Exhibit 99.2
Pre-Clinical Results of IMM-529 in C.difficile Infection (CDI)
Published in Scientific Reports
Melbourne, Australia, 3 July 2017:Australian biopharmaceutical company Immuron Limited (ASX: IMC; NASDAQ: IMRN), announces that the results of its successful pre-clinical proof-of-concept (POC) program in Clostridiumdifficile Infection (CDI) have been published in Scientific Reports. Scientific Reports is an online multidisciplinary, open access journal from the publishers of Nature. The paper was peer-reviewed prior to publication.
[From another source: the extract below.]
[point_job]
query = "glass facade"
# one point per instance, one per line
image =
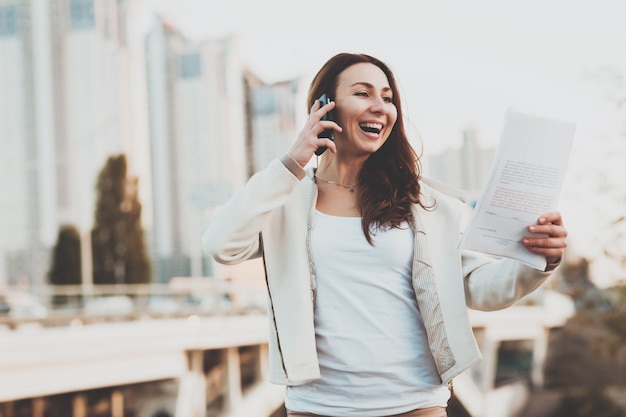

The paper, which discusses the outstanding results of the studies, is titled “Bovine antibodies targeting primary and recurrent Clostridium difficile disease are a potent antibiotic alternative”, and can be found on Immuron’s website at:http://immuron.com/assets/Uploads/Hutton-et-al-2017-Scientific-Reports.pdfas well as on the Scientific Reports website. The abstract can be found at the end of this press release.
IMM-529 is a first-in-class biologic which contains highly specific antibodies to the C.difficile toxin B, the highly infectious C.difficile spores, and the C.difficile vegetative cells which colonise the gut. This unique triple-targeted mechanism of action (MOA) effectively neutralizes C.difficile, but does not negatively impact the rest of the microbiota. The antibodies in IMM-529 have been demonstrated to be cross-reactive to a variety of human and animal C.difficile isolates and to their associated Toxin B, vegetative cell and spore components. The antibodies in IMM-529 have also been shown to neutralise Toxin B from a historical C.difficile strain (630) and from a hypervirulent (HV) strain which was the cause recent worldwide outbreaks.
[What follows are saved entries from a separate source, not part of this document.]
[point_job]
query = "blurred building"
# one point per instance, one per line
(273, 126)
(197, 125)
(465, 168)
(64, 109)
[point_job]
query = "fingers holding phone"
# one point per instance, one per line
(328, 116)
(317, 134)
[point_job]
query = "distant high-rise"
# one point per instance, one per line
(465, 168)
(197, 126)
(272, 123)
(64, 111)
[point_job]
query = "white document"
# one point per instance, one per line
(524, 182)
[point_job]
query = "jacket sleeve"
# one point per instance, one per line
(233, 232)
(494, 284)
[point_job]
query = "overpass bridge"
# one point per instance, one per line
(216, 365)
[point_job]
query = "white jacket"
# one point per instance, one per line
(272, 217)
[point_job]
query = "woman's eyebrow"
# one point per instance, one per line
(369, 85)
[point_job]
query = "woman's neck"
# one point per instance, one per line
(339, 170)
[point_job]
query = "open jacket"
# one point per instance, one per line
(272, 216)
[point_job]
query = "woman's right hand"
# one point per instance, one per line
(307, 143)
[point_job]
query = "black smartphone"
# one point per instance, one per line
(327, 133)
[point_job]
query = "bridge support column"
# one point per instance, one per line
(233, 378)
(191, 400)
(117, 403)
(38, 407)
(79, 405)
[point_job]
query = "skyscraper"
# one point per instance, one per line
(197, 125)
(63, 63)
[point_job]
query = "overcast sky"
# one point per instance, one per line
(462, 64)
In 2016, Immuron and researchers at Monash University released the results of the Company s IMM-529 pre-clinical program in CDI which showed that IMM-529 was effective in all three phases of the disease including prevention of primary disease, treatment of primary disease and reducing recurrence of disease. Since these results in 2016, Immuron has been working on securing key academic partners for the clinical phase of the study, and on the manufacturing of the clinical supplies. The Company envisages it will commence a Phase I/II program of 60 CDI patients in early 3Q 2017, with results available in mid-2018.
Immuron CEO Thomas Liquard, commented:
“We are pleased that these peer-reviewed results are now available to the broader scientific community. The quality of the studies, and the results, highlight the promise of IMM-529 as a potential treatment for CDI and we look forward to progressing our Phase I/II program as quickly as we can.
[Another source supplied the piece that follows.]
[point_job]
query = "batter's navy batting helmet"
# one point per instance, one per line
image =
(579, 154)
We would like to thank Dr. Dena Lyras and her team at Monash University, Melbourne, Australia for the outstanding design and execution of these studies, and we look forward to continuing our successful collaboration with her team at Monash University.”
Abstract:
The increased incidence of antibiotic resistant ‘superbugs’ has amplified the use of broad spectrum antibiotics worldwide. An unintended consequence of antimicrobial treatment is disruption of the gastrointestinal microbiota, resulting in susceptibility to opportunistic pathogens, such as Clostridium difficile. Paradoxically, treatment of C. difficile infections (CDI) also involves antibiotic use, leaving patients susceptible to re-infection. This serious health threat has led to an urgent call for the development of new therapeutics to reduce or replace the use of antibiotics to treat bacterial infections. To address this need, we have developed colostrum-derived antibodies for the prevention and treatment of CDI. Pregnant cows were immunised to generate hyperimmune bovine colostrum (HBC) containing antibodies that target essential C. difficile virulence components, specifically, spores, vegetative cells and toxin B (TcdB). Mouse infection and relapse models were used to compare the capacity of HBC to prevent or treat primary CDI as well as prevent recurrence. Administration of TcdB-specific colostrum alone, or in combination with spore or vegetative cell-targeted colostrum, prevents and treats C. difficile disease in mice and reduces disease recurrence by 67%.C. difficile-specific colostrum should be re-considered as an immunotherapeutic for the prevention or treatment of primary or recurrent CDI.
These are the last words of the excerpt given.